Take a look at all usable sources of income. Only include what you can consider to be income. This includes:
- Your job income (W-2)
- Pensions, military benefits
- Side hustle income
- Business income
- Investment income that isn’t being reinvested
If you have unpredictable income (for example, if you’re a freelancer or business owner), you will need to take an average of the last 3-6 months and do budgeting quarterly. The result is that you end up saving money every quarter, piling it up in advance.
Break your expenses down.
Categorize each of your expenses based on what they’re for. Your biggest expenses are likely your rent/mortgage, transportation costs, and debt repayment.
Here are some expense categories you can use:
- Groceries and necessities
- Entertainment (include takeout and restaurants here)
- Childcare & children’s activities
- Other expenses
How you categorize your expenses is up to you. Then, you need to take an honest look at your spending. Look at your bank and credit card statements and get the real numbers! Don’t estimate. We recommend using a tool such as YNAB or Mint in order to track how you actually spend your money.
You may notice that we excluded debt repayment. For debt repayment, we recommend snowballing your debt and paying low amounts on the rest of the debt. You’ll need to use a calculator to figure out how much you’re paying every month using this strategy. Learn more about snowballing your debt!
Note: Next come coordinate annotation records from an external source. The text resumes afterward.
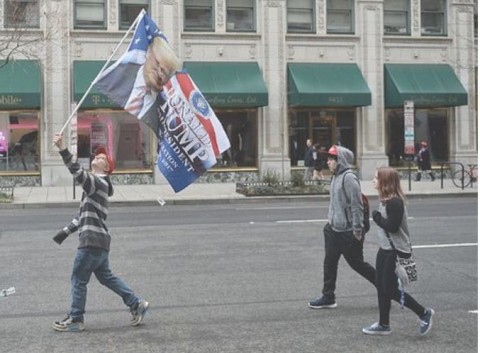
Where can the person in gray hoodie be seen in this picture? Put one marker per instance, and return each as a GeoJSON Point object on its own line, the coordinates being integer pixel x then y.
{"type": "Point", "coordinates": [344, 233]}
{"type": "Point", "coordinates": [394, 241]}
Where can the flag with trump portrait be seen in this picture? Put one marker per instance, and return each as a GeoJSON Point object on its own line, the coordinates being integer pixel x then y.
{"type": "Point", "coordinates": [148, 82]}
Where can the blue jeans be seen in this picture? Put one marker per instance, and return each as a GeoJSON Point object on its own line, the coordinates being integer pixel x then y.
{"type": "Point", "coordinates": [88, 261]}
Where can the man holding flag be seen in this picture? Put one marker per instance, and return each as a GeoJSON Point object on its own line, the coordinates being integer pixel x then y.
{"type": "Point", "coordinates": [147, 83]}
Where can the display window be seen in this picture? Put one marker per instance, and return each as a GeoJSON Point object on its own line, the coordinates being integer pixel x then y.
{"type": "Point", "coordinates": [431, 125]}
{"type": "Point", "coordinates": [19, 143]}
{"type": "Point", "coordinates": [241, 129]}
{"type": "Point", "coordinates": [323, 127]}
{"type": "Point", "coordinates": [123, 135]}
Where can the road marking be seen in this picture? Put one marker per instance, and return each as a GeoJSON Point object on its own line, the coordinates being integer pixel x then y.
{"type": "Point", "coordinates": [304, 221]}
{"type": "Point", "coordinates": [443, 245]}
{"type": "Point", "coordinates": [313, 220]}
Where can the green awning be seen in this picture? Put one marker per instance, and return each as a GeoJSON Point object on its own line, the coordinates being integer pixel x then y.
{"type": "Point", "coordinates": [20, 86]}
{"type": "Point", "coordinates": [427, 85]}
{"type": "Point", "coordinates": [326, 85]}
{"type": "Point", "coordinates": [229, 84]}
{"type": "Point", "coordinates": [84, 72]}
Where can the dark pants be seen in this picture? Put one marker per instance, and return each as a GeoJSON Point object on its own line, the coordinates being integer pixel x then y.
{"type": "Point", "coordinates": [387, 287]}
{"type": "Point", "coordinates": [342, 243]}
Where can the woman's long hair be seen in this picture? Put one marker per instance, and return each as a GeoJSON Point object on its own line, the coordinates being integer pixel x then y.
{"type": "Point", "coordinates": [389, 185]}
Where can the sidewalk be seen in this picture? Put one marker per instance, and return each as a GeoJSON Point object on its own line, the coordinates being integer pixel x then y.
{"type": "Point", "coordinates": [199, 193]}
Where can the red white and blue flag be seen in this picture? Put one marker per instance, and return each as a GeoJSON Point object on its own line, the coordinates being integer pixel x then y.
{"type": "Point", "coordinates": [189, 133]}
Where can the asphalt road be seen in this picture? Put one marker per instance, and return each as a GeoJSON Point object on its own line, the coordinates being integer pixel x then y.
{"type": "Point", "coordinates": [235, 278]}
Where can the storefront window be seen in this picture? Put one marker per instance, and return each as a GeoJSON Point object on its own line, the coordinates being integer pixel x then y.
{"type": "Point", "coordinates": [325, 127]}
{"type": "Point", "coordinates": [431, 125]}
{"type": "Point", "coordinates": [119, 132]}
{"type": "Point", "coordinates": [19, 143]}
{"type": "Point", "coordinates": [241, 129]}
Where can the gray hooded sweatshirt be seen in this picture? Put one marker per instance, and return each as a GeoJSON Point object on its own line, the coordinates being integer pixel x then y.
{"type": "Point", "coordinates": [345, 212]}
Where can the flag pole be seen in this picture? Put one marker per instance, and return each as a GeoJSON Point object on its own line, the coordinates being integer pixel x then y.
{"type": "Point", "coordinates": [101, 71]}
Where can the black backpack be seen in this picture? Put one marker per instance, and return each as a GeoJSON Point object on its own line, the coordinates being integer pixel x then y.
{"type": "Point", "coordinates": [365, 203]}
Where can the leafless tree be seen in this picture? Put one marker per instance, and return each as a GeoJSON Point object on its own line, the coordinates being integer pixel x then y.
{"type": "Point", "coordinates": [20, 34]}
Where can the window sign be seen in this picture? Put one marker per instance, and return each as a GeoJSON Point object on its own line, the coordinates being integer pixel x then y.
{"type": "Point", "coordinates": [198, 15]}
{"type": "Point", "coordinates": [240, 15]}
{"type": "Point", "coordinates": [129, 10]}
{"type": "Point", "coordinates": [90, 14]}
{"type": "Point", "coordinates": [300, 16]}
{"type": "Point", "coordinates": [409, 115]}
{"type": "Point", "coordinates": [340, 16]}
{"type": "Point", "coordinates": [433, 17]}
{"type": "Point", "coordinates": [22, 13]}
{"type": "Point", "coordinates": [396, 17]}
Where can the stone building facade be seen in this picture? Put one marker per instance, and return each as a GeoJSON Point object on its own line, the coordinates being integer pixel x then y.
{"type": "Point", "coordinates": [275, 72]}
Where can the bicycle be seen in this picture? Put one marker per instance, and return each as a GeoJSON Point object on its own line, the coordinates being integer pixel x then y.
{"type": "Point", "coordinates": [463, 177]}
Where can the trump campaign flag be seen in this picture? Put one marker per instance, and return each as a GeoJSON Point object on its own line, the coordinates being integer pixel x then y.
{"type": "Point", "coordinates": [147, 81]}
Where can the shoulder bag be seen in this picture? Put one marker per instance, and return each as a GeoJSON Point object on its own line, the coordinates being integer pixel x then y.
{"type": "Point", "coordinates": [405, 269]}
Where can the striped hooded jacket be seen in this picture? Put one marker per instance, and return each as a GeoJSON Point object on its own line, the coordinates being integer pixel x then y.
{"type": "Point", "coordinates": [90, 222]}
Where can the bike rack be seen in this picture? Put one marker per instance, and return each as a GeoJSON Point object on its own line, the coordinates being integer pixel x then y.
{"type": "Point", "coordinates": [441, 173]}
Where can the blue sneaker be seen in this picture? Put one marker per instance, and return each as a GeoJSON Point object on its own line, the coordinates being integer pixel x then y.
{"type": "Point", "coordinates": [377, 329]}
{"type": "Point", "coordinates": [138, 313]}
{"type": "Point", "coordinates": [68, 325]}
{"type": "Point", "coordinates": [322, 303]}
{"type": "Point", "coordinates": [425, 322]}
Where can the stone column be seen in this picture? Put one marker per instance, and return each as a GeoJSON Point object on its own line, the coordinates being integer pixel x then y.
{"type": "Point", "coordinates": [371, 119]}
{"type": "Point", "coordinates": [162, 14]}
{"type": "Point", "coordinates": [272, 120]}
{"type": "Point", "coordinates": [463, 60]}
{"type": "Point", "coordinates": [56, 89]}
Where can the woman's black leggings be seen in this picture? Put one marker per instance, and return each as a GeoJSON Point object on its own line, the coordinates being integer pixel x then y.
{"type": "Point", "coordinates": [387, 287]}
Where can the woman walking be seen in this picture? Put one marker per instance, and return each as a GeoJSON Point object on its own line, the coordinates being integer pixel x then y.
{"type": "Point", "coordinates": [391, 219]}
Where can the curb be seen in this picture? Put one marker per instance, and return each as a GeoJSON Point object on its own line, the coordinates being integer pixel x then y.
{"type": "Point", "coordinates": [218, 201]}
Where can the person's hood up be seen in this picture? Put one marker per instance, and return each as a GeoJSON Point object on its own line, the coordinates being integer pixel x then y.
{"type": "Point", "coordinates": [344, 159]}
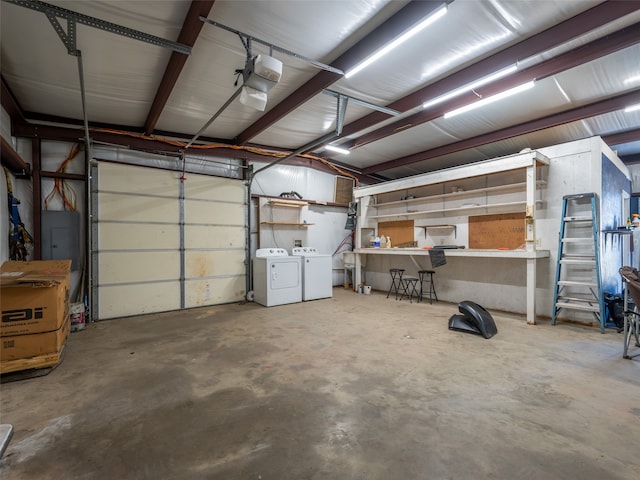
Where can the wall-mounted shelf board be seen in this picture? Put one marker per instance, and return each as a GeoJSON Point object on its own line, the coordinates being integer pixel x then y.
{"type": "Point", "coordinates": [497, 188]}
{"type": "Point", "coordinates": [294, 224]}
{"type": "Point", "coordinates": [439, 227]}
{"type": "Point", "coordinates": [468, 208]}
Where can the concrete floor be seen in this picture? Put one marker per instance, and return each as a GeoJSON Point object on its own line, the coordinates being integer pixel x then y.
{"type": "Point", "coordinates": [353, 387]}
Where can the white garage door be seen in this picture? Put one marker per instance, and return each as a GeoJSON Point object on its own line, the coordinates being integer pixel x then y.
{"type": "Point", "coordinates": [160, 244]}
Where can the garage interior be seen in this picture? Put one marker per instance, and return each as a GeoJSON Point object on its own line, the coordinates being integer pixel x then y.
{"type": "Point", "coordinates": [170, 156]}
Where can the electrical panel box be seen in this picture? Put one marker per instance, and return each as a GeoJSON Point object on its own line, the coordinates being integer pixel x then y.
{"type": "Point", "coordinates": [61, 236]}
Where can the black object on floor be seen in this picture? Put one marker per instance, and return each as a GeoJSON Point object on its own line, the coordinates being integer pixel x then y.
{"type": "Point", "coordinates": [474, 319]}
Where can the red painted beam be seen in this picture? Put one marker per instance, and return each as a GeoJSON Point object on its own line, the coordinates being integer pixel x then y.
{"type": "Point", "coordinates": [13, 161]}
{"type": "Point", "coordinates": [596, 49]}
{"type": "Point", "coordinates": [586, 111]}
{"type": "Point", "coordinates": [188, 35]}
{"type": "Point", "coordinates": [389, 30]}
{"type": "Point", "coordinates": [10, 104]}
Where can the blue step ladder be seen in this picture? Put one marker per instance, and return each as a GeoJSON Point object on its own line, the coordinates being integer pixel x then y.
{"type": "Point", "coordinates": [578, 285]}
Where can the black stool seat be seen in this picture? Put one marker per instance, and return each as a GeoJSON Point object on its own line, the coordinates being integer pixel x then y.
{"type": "Point", "coordinates": [410, 288]}
{"type": "Point", "coordinates": [432, 288]}
{"type": "Point", "coordinates": [396, 281]}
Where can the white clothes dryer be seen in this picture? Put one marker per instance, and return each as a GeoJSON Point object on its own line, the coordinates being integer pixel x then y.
{"type": "Point", "coordinates": [277, 277]}
{"type": "Point", "coordinates": [317, 277]}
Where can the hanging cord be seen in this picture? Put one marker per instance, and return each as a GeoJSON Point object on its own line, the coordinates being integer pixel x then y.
{"type": "Point", "coordinates": [61, 187]}
{"type": "Point", "coordinates": [19, 237]}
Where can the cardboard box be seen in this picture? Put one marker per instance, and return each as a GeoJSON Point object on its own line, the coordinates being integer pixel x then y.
{"type": "Point", "coordinates": [34, 296]}
{"type": "Point", "coordinates": [33, 345]}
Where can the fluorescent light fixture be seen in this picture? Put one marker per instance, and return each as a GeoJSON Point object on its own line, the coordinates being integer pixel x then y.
{"type": "Point", "coordinates": [333, 148]}
{"type": "Point", "coordinates": [399, 40]}
{"type": "Point", "coordinates": [491, 99]}
{"type": "Point", "coordinates": [472, 86]}
{"type": "Point", "coordinates": [632, 79]}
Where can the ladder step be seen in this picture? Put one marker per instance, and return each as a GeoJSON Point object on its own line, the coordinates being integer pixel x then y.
{"type": "Point", "coordinates": [590, 300]}
{"type": "Point", "coordinates": [578, 219]}
{"type": "Point", "coordinates": [578, 306]}
{"type": "Point", "coordinates": [576, 283]}
{"type": "Point", "coordinates": [576, 261]}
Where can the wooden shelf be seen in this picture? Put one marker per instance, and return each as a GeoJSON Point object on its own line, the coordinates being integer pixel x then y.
{"type": "Point", "coordinates": [288, 203]}
{"type": "Point", "coordinates": [291, 224]}
{"type": "Point", "coordinates": [439, 227]}
{"type": "Point", "coordinates": [497, 188]}
{"type": "Point", "coordinates": [467, 208]}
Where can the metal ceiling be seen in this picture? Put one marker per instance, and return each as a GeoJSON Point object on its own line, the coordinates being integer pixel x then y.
{"type": "Point", "coordinates": [583, 55]}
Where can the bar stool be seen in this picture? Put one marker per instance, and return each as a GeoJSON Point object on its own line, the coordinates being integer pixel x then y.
{"type": "Point", "coordinates": [396, 281]}
{"type": "Point", "coordinates": [410, 288]}
{"type": "Point", "coordinates": [432, 288]}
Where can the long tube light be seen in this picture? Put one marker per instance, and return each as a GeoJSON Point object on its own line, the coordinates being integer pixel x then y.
{"type": "Point", "coordinates": [472, 86]}
{"type": "Point", "coordinates": [491, 99]}
{"type": "Point", "coordinates": [431, 18]}
{"type": "Point", "coordinates": [333, 148]}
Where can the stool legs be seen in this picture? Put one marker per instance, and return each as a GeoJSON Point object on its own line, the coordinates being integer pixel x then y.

Decide which expenses are the most important.
Take some time to think about this, because even though you want to have all of the benefits of what you currently pay for, not all of them are worth keeping.
For example, you might have an unlimited data plan when your data usage (which you can check on your phone) indicates that you only need a few GB.
Rank your expenses from most to least important. The least important ones will eventually be cut out to support your savings goals!
Cut out any expenses deemed unnecessary.
You decide how you live your life, and you need to choose which expenses you can live without in order to achieve your financial goals.
For example, you might be spending less on groceries and more on takeout. This might seem like it’s saving you time, but it’s actually costing you a fair bit. However, this may not be an unnecessary expense if you find yourself unable to cook your own meals.
Subscriptions are one of the biggest sources of budget burn. There might be a few subscriptions that you use regularly, but most subscriptions provide only a small amount of benefit for a high annual cost. $10/month ends up being $120/year, which could have done into your savings.
Look for any other opportunity to reduce your expenses.
It’s likely that you haven’t made the best financial decisions in the past. That’s okay: many of those can be corrected. For example, if you have an expensive car note, you may be able to sell that car, purchase one for less, and pay down the rest of your car note. This could save you thousands of dollars.
Or, you might find that you’re paying a great deal of money on your mortgage. You may be able to refinance. We have another article on refinancing your debt: check it out for more info!
Decide how much you will save.
Essentially, whatever is remaining after your expenses, debt repayment, and investments should go into a savings account. Your savings accounts should be categorized as such:
- Rainy Day Fund (put up $3,000-$5,000 in this fund)
- Runway Fund (put up to 12 months expenses in this fund)
- Large Purchase Goals
Our recommendation is to focus on these things, in this order. If you don’t have $3,000 for a rainy day, or if you recently spent your rainy day fund, you need to put money in that fund before you put money elsewhere!
How much you save and how much you invest will depend on your own personal preferences. We recommend maxing out your 401(k) plan and taking advantage of employer matching.
Keep in mind: someone WITH debt should not be saving as much of their income as someone without debt! If you have debt, you should be putting your money into paying it off, as that will save you the most money in the long run due to accruing interest!